M03-23

Official Solution:

If one of two parallel lines has 7 points on it and the other has 8 points, how many distinct triangles can be formed using these points as vertices?

A. 168
B. 196
C. 316
D. 364
E. 455


Note that this is not a Geometry question. While it uses basic knowledge of lines and figures, it is actually a probability and combinatorics question. There are 8 questions within GMAT Prep Focus Edition that use similar principles.

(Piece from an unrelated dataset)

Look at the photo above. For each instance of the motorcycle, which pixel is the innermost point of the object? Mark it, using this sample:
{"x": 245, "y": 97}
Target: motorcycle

Here is one example.

Approach #1:

There are two types of triangles that can be formed:

1. Triangles with two vertices on the line with 8 points and the third vertex on the line with 7 points: \(C^2_8*C^1_7=28*7=196\);

2. Triangles with two vertices on the line with 7 points and the third vertex on the line with 8 points: \(C^2_7*C^1_8=21*8=168\);

Total number of triangles: \(196+168=364\).

Approach #2:

Any three distinct points chosen from the total of \(8+7=15\) points will form a triangle, except for the cases where the three points are collinear.

Therefore, the total number of triangles can be calculated as \(C^3_{15}-(C^3_8+C^3_7)=455-(56+35)=364\). Here, \(C^3_8\) and \(C^3_7\) represent the number of different sets of 3 collinear points possible from the line with 8 points and the line with 7 points, respectively.


Answer: D